I spent three years working at the Petaluma Visitors Center encouraging people…as the Sonoma County Visitors Guide says…to experience Petaluma’s “charm of hometown Americana with wine country sophistication.”
But I’m sorry to say now that I live in Cotati and work in Marin County, most of the time I think of Petaluma as the five miles on 101 where traffic is going to crawl. I just want to get to the north or south end of town so that this long snake of cars that I’m stuck in the middle of can pick up speed and I can get home or get to work.

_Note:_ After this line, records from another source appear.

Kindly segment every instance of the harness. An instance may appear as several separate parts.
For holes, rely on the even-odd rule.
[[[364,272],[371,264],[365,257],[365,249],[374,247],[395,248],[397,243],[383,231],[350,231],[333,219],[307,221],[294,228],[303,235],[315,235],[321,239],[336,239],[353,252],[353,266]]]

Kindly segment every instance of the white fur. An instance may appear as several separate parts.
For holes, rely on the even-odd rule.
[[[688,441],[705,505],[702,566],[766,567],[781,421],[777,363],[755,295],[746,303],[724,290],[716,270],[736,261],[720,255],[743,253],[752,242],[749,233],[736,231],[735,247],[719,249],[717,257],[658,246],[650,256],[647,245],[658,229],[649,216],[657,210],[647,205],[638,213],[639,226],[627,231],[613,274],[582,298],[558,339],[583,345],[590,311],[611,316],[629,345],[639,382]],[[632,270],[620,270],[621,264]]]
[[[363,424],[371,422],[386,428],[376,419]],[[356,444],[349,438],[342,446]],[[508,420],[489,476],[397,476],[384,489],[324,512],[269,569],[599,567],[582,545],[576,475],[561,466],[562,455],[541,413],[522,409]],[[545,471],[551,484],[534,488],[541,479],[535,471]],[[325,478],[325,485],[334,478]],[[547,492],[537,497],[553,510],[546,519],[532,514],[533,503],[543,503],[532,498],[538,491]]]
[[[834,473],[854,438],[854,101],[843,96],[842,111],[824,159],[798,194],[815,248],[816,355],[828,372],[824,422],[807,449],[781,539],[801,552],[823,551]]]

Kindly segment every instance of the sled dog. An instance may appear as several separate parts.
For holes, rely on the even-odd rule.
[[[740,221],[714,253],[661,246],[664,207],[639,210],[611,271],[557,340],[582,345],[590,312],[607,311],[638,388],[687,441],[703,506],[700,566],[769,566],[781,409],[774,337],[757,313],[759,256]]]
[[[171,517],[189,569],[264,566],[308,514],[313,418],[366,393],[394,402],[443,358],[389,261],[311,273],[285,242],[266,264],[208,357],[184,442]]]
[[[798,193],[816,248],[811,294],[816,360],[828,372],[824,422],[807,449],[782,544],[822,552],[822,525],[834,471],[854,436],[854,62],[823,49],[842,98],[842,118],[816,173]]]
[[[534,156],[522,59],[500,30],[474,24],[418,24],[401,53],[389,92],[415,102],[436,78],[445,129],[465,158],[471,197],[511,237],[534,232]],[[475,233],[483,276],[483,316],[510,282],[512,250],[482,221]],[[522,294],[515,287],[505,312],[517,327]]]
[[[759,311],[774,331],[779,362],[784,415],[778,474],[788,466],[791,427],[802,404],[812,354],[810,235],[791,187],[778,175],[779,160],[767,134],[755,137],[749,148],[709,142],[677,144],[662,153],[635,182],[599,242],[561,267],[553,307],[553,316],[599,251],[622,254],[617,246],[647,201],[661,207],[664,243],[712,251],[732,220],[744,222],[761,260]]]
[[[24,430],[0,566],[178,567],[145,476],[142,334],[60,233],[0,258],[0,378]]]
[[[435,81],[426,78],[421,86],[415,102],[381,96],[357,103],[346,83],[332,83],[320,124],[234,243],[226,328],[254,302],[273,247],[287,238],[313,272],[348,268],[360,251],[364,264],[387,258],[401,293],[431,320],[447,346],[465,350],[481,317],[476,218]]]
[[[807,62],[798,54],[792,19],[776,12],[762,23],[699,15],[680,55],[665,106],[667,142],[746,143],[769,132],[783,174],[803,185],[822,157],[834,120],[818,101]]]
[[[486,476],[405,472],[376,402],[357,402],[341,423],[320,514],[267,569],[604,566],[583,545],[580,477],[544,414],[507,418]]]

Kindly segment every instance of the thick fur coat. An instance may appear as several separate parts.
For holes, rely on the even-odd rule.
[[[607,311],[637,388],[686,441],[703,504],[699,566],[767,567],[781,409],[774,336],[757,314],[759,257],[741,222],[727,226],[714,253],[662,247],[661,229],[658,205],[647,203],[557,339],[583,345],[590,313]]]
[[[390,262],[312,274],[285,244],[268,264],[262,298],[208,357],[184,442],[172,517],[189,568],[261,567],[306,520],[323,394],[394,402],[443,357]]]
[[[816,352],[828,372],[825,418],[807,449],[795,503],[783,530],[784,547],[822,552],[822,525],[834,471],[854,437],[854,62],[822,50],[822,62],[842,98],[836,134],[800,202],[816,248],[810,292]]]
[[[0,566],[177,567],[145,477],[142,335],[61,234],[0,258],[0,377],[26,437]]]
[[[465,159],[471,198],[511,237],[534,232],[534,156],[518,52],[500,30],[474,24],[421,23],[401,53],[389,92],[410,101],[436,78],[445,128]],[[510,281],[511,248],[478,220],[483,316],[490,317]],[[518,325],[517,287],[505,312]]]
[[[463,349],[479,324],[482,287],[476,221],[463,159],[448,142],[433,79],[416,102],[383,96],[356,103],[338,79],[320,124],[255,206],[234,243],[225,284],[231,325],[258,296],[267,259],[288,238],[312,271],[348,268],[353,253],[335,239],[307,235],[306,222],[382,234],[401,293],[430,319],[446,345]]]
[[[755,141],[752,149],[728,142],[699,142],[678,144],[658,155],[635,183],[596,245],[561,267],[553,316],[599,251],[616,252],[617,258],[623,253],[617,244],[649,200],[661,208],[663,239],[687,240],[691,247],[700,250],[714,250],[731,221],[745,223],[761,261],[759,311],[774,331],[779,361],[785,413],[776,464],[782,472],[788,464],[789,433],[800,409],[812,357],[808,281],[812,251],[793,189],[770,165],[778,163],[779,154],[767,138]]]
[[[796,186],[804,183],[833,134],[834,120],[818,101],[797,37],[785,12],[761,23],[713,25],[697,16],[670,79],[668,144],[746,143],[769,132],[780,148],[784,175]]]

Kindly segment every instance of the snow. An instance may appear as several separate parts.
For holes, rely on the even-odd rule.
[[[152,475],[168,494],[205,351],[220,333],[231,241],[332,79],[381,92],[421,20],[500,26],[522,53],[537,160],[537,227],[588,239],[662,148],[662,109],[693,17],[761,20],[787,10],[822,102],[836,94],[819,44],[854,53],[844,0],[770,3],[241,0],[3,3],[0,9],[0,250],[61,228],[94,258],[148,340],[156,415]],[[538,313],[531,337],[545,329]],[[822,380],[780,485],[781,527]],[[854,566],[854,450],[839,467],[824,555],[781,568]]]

However, because I have worked outside of the community for the past six months, when Steve and I decided to celebrate the first day of summer by sharing a gelato in Petaluma, I had the opportunity to look at it with fresh eyes and appreciate what a picturesque, walkable town it is.
We parked in the Theatre District where there was plenty of free parking – love that – and headed to Powell’s. Of course, this being Petaluma, within minutes, we ran into a friend whose children had gone through school with ours. We probably only spent five minutes chatting, sharing the headlines of the our families’ news, but hearing that her beautiful daughters were doing great and that she had found a job in town that she is perfectly suited for, was an encouragement to us. Good things do come to good people.
In downtown Petaluma, we reminisced about all the Saturday afternoons we spent with our kids in Copperfields – remembering how our almost 22 year-old daughter loved going to “Copperfee-leds” when she was three for a new Angelina Ballerina book, or how her older brother couldn’t wait to get the next book in the Redwall series.
We walked across the Balshaw Bridge and commented on how the city is recognizing the potential of the river. Although the area south of Water Street looks a little sad now, if the restoration of the Trestle becomes a reality, Petaluma will have a River attraction like now where else. We poked our heads into Dempsey’s and Taps and both joints were jumping. Getting a beer looked tempting but too bad for us, we had just scraped out every last molecule from our cup of vanilla, coffee and chocolate almond gelato. We’ll save the beer for another visit.
My only disappointment for the afternoon was discovering that Viva Cocolat had closed. Of course, their chocolate was the best, but I had especially enjoyed getting to know the owner during my time at the Visitors Center. Lynn Wong could always be counted on to generously contribute to community events.
When Steve snapped this photo on his phone, we commented that it looked like it could be anywhere in the world. But the great thing is, it’s Petaluma.